“El acuerdo cumplido”
Mientras el médico me explicaba, con incómoda sutileza, que apenas me quedaban dos o tres meses de vida, dejé que mi vista se perdiera a través de la ventana. La Plaza España estaba plétora de vida; los chicos jugaban al sol, las señoras paseaban a sus perros y los jubilados leían los diarios del día que, con total seguridad, nada informarían acerca de la imposible empresa que me había propuesto realizar desde el momento (ya lejano) en que me diagnosticaron mi enfermedad.

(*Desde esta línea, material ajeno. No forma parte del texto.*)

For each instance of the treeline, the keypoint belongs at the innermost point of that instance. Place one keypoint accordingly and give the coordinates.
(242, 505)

Le agradecí al médico su sinceridad y me fui a la playa pensando en que el proceso de la muerte ya se había iniciado en mí y que eso era trivial e inevitable. No sentía tristeza, sino melancolía por todo lo que me vería obligado a dejar, como si mi siguiente destino fuera el exilio y no el cementerio. Caminando por las poco pobladas arenas de La perla, me dije: “Está bien que me den esta noticia en un día tan hermoso como este, en pleno otoño y a pleno sol”. En vano quise recordar donde había leído que una persona que, como yo, sabía que iba a morir, pensaba en que había puertas que ya no abriría y amigos a quienes ya no volvería a ver jamás.

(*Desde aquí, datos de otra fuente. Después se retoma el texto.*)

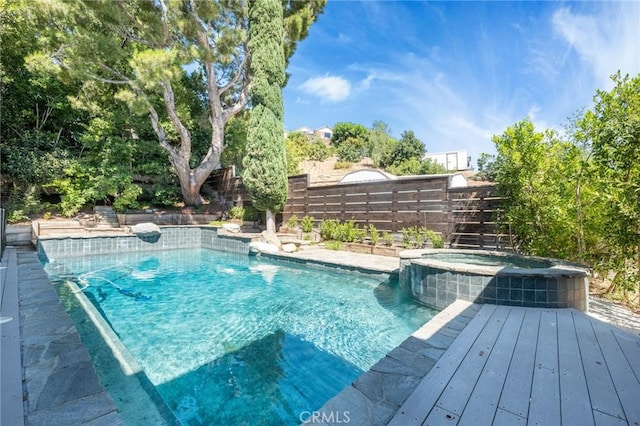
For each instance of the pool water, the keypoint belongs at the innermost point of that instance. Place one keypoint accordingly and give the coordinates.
(505, 261)
(232, 339)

Durante las primeras semanas mi vida fue absolutamente normal, exceptuando los cada vez más frecuentes ataques de tos, nada modifiqué y a nadie permití que modificara mi deliciosa rutina de paseos frente al mar, de caminatas al sol, de saborear delicados tes en la Confitería Nautical. Sé que todos creyeron ver en mi actitud una negación de mi muerte o un principio de demencia. La realidad era distinta; yo sabía que no moriría tan pronto, que podía derrotar al cáncer. Yo sabía que era superior a ese ser que crecía y se desarrollaba dentro de mi cuerpo, ¿no era yo él que lo alimentaba y él que le daba la vida? “De alguna manera” pensé “uno es el Dios de sus propias enfermedades".
Alrededor de los veinte días de diagnosticada mi muerte, los accesos de tos se hicieron menos frecuentes hasta que, al final, cesaron. A los cuarenta días me invadió una sensación de profundo bienestar y decidí visitar al médico. Se sorprendió del buen estado de mi salud, pero se ofreció recetarme paliativos y calmantes para el periodo crítico de mi enfermedad que, me aseguró, no tardaría en declararse.
-No doctor –le dije no sin cierta soberbia-, no siento dolor. Vengo a decirle que he derrotado a la muerte, por lo menos, momentáneamente. Usted no creerá lo que le digo, pero el cáncer y yo hemos llegado a un acuerdo: el tomará todo lo que desee de mi cuerpo, pero no tocará mi alma, eso me mantendrá vivo. Meses me costó (empecé con el primer examen hace ya tanto tiempo) pero al final comprendió que mi muerte es también la suya.
Sé que me creyó loco, que pensó que lo que decía era causado por algún desequilibrio mental provocado por la inminencia de mi muerte o por alguna sustancia tóxica que pudiera estar despidiendo mi parasitario huésped. No lo culpo, los médicos son personas extremadamente sensibles y orgullosas, incapaces de aceptar cualquier cosa que contradiga a su imperfecta ciencia (basta con que exista un solo enfermo que no puedan curar para demostrar la imperfección de sus conocimientos).
Un año después fui a visitarlo nuevamente. No pudo contenerse y me gritó que era absolutamente imposible que estuviera vivo. Me acusó (contra todo el respeto que merece un paciente y un enfermo) de haber fraguado los análisis para burlarme de él o para iniciarle un juicio por mala praxis. Por toda respuesta tiré, con desdén, los estudios realizados esa misma mañana. Los analizó con detenimiento y se negó a creer lo que veía: mi cuerpo era un enorme tejido canceroso a excepción de una pequeña célula de cada órgano vital. Tomé los estudios y, antes de irme, le expliqué con desprecio:
-Hace un año, usted me creyó loco, pensó que deliraba. Ahora se niega a aceptar lo que otros colegas suyos opinan y usted mismo está viendo. El cáncer cumplió el acuerdo; las células que aún no tomó son los puntos en que cuerpo y alma se unen, donde radica el maravilloso secreto de la vida que ninguna ciencia puede explicar, pero yo si. Se lo diré: esas células actúan como nexo entre el alma (principio vital) y el cuerpo (mero recipiente), cuando no funcionan adecuadamente, hacen que el alma se separe y el cuerpo muera. Sé que el muy goloso pronto tomará lo que nos queda de vida, pero no puedo culparlo, es su naturaleza. De cualquier manera, ya no me importa.